Cette mise en œuvre n’aurait pu être réalisée sans les subventions initiales du département de Paris et de la Comue Sorbonne Paris Cité.

Les avantages d’une plateforme

La création d’une plateforme permettant une gestion simplifiée de toute la chaîne de numérisation correspond aux besoins actuels des équipes confrontées au quotidien à ce type de projet. Elle démontre l’intérêt constant de se réapproprier la gestion et les aspects techniques du travail de numérisation par les institutions. Plus de fluidité et de maîtrise dans la chaîne grâce à ce type de plateforme doit permettre aux établissements d’alléger une infrastructure parfois lourde de conséquences sur le fonctionnement des services. Il est intéressant de noter que la majorité des prestataires de numérisation ont aujourd’hui développé ou acheté également des plateformes de gestion et de traitement des images afin de fluidifier leur propre chaîne de travail pour gagner en productivité et en qualité.
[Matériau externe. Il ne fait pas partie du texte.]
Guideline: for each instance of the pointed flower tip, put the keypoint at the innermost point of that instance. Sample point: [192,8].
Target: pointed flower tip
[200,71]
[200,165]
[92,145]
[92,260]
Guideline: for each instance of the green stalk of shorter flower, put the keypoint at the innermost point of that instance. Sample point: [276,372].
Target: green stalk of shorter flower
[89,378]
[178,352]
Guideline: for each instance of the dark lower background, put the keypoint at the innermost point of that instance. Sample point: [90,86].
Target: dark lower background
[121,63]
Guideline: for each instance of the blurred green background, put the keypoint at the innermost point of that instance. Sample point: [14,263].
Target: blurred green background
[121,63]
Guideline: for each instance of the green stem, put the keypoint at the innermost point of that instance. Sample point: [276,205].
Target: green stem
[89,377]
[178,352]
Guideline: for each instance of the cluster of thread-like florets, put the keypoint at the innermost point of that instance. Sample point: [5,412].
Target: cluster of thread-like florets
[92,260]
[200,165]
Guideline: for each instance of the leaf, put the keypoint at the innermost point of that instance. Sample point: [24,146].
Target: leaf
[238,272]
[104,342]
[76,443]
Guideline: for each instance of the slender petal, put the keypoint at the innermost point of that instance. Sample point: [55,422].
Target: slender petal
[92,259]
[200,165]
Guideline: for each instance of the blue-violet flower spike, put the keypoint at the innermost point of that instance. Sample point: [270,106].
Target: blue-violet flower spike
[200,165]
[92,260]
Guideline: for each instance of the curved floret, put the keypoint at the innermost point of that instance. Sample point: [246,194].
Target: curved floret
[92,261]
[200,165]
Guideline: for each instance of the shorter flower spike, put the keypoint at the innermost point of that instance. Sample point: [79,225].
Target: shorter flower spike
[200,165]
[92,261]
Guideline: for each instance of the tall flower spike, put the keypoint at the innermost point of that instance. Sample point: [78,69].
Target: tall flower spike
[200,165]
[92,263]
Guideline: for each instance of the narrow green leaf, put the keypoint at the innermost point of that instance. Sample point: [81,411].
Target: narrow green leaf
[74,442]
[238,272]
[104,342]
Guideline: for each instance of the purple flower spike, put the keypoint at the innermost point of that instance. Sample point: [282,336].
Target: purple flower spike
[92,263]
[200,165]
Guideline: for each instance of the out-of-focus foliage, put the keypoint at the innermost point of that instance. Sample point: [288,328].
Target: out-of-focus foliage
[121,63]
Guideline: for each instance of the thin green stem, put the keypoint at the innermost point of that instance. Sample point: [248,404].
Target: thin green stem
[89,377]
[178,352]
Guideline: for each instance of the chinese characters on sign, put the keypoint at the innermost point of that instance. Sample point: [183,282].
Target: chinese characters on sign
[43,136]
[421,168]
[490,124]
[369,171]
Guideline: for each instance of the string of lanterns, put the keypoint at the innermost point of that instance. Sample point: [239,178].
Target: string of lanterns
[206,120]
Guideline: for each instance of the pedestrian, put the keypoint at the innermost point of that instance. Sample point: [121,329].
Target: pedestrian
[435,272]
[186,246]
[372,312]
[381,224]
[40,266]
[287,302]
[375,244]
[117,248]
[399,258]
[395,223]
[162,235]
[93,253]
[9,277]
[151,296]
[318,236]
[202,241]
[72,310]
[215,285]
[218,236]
Les avantages -non exhaustifs- de NumaHop qui peuvent être énoncés sont : 

  • Un gain quantitatif et qualitatif sur le projet : le chef de projet a la possibilité de gérer dans un seul outil l’avancée de chaque étape par document ou par lot ; une conversion automatisée des constats d’état ; grâce à une bonne ergonomie du logiciel : des temps de formation plus court et une prise en main rapide ; la possibilité d’automatisation de contrôle qualité permettant des vérifications exhaustives sur les aspects techniques ; l’automatisation pour l’e-archivage au CINES et pour la diffusion sur Internet Archive ainsi que la semi-automatisation pour la diffusion sur Omeka.
  • Une aide à la gestion du projet : avec des paramétrages d’alertes sur les délais et sur les critères à respecter du cahier des charges, un tableau de bord accessible en temps réel.
  • Des avantages financiers car c’est un logiciel libre : il peut effectuer les traitements d’Ocr (moteur Tesseract), la génération de toutes les déclinaisons de fichiers images souhaitées, les fichiers de métadonnées ou encore le dépôt au CINES souvent demandés aux prestataires par les établissements.

Le fonctionnement

Le schéma fonctionnel ci-dessous récapitule les différentes étapes prises en charge par NumaHop.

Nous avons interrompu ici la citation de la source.